Política

De los "miniwincklers" a Los Desaparecidos

septiembre 06, 2019

Producto del fortuito hallazgo de algunos fetiches, fotografías y figurillas olvidadas en su oficina tras la apresurada operación de extracción de documentos comprometedores, que incondicionales de Jorge Winckler Ortiz hicieron tras conocerse la determinación de la Legislatura de separarlo del cargo por incumplir su certificación como servidor público del sistema nacional de Seguridad Pública, es posible entender no sólo su fría y antipática actitud personal ante la desgracia de miles de familias veracruzanas, sino en general de la actuación de la Fiscalía General del Estado en el marco de la aguda crisis de seguridad que vive la entidad, señalada, entre otras cosas, por la desaparición de miles de personas.

Acostumbrado al apoyo incondicional del ex gobernador Miguel Ángel Yunes, a quien le sirve además como abogado para asuntos particulares de la familia, el ex fiscal desarrolló una extraña personalidad, afectada sin duda por el servilismo de sus incondicionales y la inexperiencia propia, sustentada en la autorreferencia y un raro culto a la personalidad pocas veces visto en épocas recientes.

La presencia de "pequeños wincklers", utilizados como adorno en las oficinas de sus principales colaboradores, y sus omnipresentes fotografías ubicadas en todas las oficinas de la FGE, confluyen con la obscenidad de aquel equipo de futbol de empleados de la dependencia, "Los Desaparecidos", que en junio del año pasado fue patrocinado por el fiscal yunista y era capitaneado por el subprocurador, Luis Eduardo Coronel, el cual se congratulaba de contar entre sus refuerzos de lujo al actual fiscal Anticorrupción, Marcos Even Torres.

De sus éxitos deportivos poco se sabe, pero la magnitud de la mofa resulta abrumadora en el desgraciado estado de las cosas que con su indolencia y falta de escrúpulos, la FGE toleró durante la gestión del gobierno panista-perredista y que ha convertido a Veracruz en desgraciada referente de un estado en el que se violan los derechos humanos a diario.
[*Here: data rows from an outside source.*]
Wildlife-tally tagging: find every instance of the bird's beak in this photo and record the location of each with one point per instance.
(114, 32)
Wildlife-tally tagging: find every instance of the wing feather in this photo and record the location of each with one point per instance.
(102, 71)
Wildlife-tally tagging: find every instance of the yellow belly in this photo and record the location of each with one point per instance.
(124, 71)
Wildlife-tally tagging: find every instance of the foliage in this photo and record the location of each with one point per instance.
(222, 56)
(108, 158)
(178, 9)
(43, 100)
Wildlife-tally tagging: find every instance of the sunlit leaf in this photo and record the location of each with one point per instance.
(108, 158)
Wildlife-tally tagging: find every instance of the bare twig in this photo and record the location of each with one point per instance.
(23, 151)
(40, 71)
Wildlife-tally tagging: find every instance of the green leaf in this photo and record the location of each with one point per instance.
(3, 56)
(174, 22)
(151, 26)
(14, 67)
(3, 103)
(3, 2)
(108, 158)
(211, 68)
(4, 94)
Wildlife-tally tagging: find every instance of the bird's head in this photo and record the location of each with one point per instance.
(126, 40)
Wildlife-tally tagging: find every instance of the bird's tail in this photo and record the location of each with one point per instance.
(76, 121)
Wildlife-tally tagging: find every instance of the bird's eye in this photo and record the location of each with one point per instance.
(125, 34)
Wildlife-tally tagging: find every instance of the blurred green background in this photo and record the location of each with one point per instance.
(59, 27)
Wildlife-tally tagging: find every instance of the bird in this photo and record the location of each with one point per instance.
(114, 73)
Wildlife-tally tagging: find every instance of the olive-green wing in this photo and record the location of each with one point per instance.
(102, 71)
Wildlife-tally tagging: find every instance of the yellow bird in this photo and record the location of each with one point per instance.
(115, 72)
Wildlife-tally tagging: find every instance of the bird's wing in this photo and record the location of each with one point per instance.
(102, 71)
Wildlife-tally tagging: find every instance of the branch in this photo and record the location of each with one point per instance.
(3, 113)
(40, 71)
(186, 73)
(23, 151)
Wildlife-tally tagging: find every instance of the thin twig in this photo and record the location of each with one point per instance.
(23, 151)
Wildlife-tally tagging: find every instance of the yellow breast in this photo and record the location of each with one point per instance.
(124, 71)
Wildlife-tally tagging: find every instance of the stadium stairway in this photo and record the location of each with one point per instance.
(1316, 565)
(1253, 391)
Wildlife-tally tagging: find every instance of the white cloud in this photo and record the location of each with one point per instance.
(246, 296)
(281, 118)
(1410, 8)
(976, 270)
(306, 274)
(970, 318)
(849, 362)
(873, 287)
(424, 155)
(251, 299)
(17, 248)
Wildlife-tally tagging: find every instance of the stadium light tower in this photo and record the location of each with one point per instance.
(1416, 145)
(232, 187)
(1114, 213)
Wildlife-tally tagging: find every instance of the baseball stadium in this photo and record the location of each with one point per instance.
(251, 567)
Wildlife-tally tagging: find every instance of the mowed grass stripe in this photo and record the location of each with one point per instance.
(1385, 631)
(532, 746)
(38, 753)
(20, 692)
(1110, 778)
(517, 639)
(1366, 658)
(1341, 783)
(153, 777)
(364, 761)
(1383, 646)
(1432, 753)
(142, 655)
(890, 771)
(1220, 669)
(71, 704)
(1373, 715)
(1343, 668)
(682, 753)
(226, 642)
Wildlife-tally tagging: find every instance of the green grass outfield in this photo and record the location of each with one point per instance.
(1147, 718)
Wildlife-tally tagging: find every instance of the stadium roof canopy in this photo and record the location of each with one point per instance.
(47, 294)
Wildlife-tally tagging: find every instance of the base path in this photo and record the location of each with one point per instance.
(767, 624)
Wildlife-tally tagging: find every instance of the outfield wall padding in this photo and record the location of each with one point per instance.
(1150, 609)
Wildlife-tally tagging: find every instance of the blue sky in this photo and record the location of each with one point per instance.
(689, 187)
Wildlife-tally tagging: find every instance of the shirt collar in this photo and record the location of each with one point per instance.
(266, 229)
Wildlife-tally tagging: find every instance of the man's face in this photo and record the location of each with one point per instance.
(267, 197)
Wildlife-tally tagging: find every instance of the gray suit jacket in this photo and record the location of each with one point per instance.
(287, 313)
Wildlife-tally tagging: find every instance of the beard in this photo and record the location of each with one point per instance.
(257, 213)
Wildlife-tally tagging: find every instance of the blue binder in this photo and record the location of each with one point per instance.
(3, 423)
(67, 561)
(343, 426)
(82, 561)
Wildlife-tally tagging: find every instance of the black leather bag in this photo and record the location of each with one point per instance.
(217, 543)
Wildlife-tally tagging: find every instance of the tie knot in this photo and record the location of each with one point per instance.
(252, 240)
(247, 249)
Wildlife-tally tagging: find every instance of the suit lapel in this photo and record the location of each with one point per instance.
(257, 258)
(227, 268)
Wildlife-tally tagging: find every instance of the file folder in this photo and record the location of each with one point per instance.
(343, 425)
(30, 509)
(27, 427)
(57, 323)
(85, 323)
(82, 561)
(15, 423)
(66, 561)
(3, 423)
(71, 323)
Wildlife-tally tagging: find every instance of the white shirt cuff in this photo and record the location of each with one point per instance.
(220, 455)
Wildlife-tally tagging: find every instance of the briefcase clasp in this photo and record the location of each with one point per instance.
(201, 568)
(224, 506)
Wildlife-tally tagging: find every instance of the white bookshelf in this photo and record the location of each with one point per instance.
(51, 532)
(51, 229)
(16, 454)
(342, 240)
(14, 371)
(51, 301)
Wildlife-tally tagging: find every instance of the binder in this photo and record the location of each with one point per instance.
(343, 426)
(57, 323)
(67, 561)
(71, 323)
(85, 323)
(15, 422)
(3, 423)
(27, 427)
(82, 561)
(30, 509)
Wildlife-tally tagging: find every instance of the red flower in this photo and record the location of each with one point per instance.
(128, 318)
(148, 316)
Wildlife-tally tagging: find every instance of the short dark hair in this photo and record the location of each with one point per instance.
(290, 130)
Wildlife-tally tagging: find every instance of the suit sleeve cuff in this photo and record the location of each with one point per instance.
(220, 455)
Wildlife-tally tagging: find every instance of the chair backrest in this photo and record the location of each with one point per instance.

Salvo un reducido grupo de incondicionales y afines al gobierno yunista, también poco se conoce de los alcances intelectuales y políticos de Winckler Ortiz para estar en condición de analizar los recovecos de una mente, sin duda, torcida, dadas las evidencias superficiales presentadas en la primera plana de La Jornada Veracruz.

Era sabida la ciega y servil inclinación de Winckler Ortiz ante la personalidad de Yunes Linares y quizá ello ayude a explicar su afán de convertir sus anémicos méritos profesionales en una personalidad que trascendiera, convertida en fetiches e imágenes, pero que además ayudara a la concepción idealista de la historia propuesta por la familia Yunes en busca de perpetuarse en el poder, simplemente por su poderosa influencia, sin considerar la acción y sentimiento de la agente común y corriente, esa misma que en los comicios del 2018 les hizo ver que el poder ciudadano es mayor que el de los "grandes hombres".

Es probable, además, que –dadas sus evidentes limitaciones– Winckler Ortiz supusiera que sus "pequeños wincklers" pudieran servir para reforzar la ideología del yunismo, y que en ese mismo sentido apuntalaran su posición política de líder en el seno de la FGE, además de promover la obstinación del panismo en volver a empoderar a la familia Yunes para facilitarle su revancha política.

Más allá de lo anterior, es por ello que se entiende la cerrada obstinación del ex fiscal yunista por tratar de mantenerse en un cargo que se había convertido –de ser ciertas las afirmaciones de funcionarios del gobierno morenista– en una institución cómplice de las peores expresiones de la delincuencia organizada, inclusive como protector de capos de la mafia y jefes de plaza. Lo que está en juego es demasiado serio para Veracruz y encuentra en las banalidades de los fetiches winckleristas una razón más para analizar los pormenores de lo acontecido el pasado 2 de septiembre en la Legislatura.